Wednesday, August 3, 2022

We're driving over around Mars, and we're looking at all these sort of inorganic rock minerals,searching for any organic molecules that may be trapped inside them. Whereas on Titan, organics are everywhere -Melissa Trainer 


This LPI is more science and less engineering than the last one I put up. Which because the Cassini mission was so crazy good, and a little time has past, means this LPI is packed with good slides. 

Complex chemistry. If I tried to rank the complexity of atmospheres, Titan, Earth, and Venus, I couldn't because Venus hasn't been studied enough, but Titan has, and is more complex than Earth. This is a big part of why Titan is irresistible. It's un-Earth-like traits and Earthlike traits combine to make it attractive and scientifically usable. 

  • Slides kick off early at 9:00. Pretty must every slide is lovely and informative.
  • At 18:00 there is a simple slide, but it makes me think. Titan is the only world that rains to a surface aside Earth. It has winds comparable to Earth. Yet some worlds like Triton and Europa are cratered about as much.  
  • Slide at 25:40 she repeats the bit about wanting to see what happens when an impact packs hot organics into Titans surface. I'm hearing that bit repeated a lot from the Dragonfly science team so we can take a flagrant-hint about where Dragonfly will be looking to go. At 33:20, the name of the crater is 'Selk'. 
  • At 35:10 and after, Dragonfly's planned route is made explicit. 
In general, the extraterrestrial search for life does not inspire me much.
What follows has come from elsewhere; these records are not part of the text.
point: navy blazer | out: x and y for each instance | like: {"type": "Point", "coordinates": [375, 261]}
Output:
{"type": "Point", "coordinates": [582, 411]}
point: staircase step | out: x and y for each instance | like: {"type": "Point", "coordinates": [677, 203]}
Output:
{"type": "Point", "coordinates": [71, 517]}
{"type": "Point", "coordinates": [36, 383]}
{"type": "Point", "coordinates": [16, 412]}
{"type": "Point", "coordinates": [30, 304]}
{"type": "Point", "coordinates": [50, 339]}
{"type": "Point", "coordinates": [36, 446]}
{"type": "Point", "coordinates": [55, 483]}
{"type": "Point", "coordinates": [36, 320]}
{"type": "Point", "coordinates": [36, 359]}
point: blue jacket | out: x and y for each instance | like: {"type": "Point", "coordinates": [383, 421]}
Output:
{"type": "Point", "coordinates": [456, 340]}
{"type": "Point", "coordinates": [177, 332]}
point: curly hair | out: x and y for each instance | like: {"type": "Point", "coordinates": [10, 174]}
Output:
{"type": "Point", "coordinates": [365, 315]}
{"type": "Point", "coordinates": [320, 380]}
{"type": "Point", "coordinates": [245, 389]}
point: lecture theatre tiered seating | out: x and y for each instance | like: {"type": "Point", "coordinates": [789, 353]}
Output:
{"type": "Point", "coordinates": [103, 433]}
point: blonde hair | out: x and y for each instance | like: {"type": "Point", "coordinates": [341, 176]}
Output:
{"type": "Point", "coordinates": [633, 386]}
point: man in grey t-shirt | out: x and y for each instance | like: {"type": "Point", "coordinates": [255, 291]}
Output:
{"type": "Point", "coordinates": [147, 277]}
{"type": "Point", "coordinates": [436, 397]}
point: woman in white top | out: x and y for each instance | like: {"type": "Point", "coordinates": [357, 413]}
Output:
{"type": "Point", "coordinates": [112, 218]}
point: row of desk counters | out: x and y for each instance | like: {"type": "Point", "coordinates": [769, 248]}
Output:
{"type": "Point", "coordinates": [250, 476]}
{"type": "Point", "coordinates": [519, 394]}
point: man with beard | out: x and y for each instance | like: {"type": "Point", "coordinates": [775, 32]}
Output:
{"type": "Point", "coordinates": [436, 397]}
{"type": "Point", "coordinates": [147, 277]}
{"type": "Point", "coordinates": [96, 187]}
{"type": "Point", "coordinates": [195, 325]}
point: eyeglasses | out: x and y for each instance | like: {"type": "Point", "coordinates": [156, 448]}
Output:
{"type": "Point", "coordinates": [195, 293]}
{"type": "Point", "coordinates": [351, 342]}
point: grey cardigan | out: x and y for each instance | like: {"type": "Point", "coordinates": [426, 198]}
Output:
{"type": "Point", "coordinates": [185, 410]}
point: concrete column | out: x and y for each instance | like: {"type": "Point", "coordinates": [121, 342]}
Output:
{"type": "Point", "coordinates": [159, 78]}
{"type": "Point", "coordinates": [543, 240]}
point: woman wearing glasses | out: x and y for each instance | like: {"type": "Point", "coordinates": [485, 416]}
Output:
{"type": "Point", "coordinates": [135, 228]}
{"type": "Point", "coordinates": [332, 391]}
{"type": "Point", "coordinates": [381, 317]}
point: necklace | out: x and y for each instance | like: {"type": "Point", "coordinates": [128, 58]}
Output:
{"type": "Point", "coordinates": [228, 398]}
I find it overplayed, but then when it comes to Europa and Titan, I can't help myself. Europa is almost more likely than Earth if you didn't know better. And Titan, far less likely, but there is so much possibility. 

One thing that sits in the back of my mind regarding Titan is the idea of a benthic environment. No doubt silt of Titan is different and follows different rules than Earth. With life, water sorts polar molecules and separates polar from non-polar, so you already have a basic organizing to start with. On Titan the seas are non-polar, not at all like water. But the dirt is polar. So the benthic layer, where nonpolar liquid emulsifies polar particles, is a place where some sort of basic sorting can occur.

I've never heard a proper planetary scientist talk about benthic Titan. Not the seas nor the soggy flood-plains. I hope to one day, but if it's going to happen in my lifetime, it will probably be the Dragonfly mission.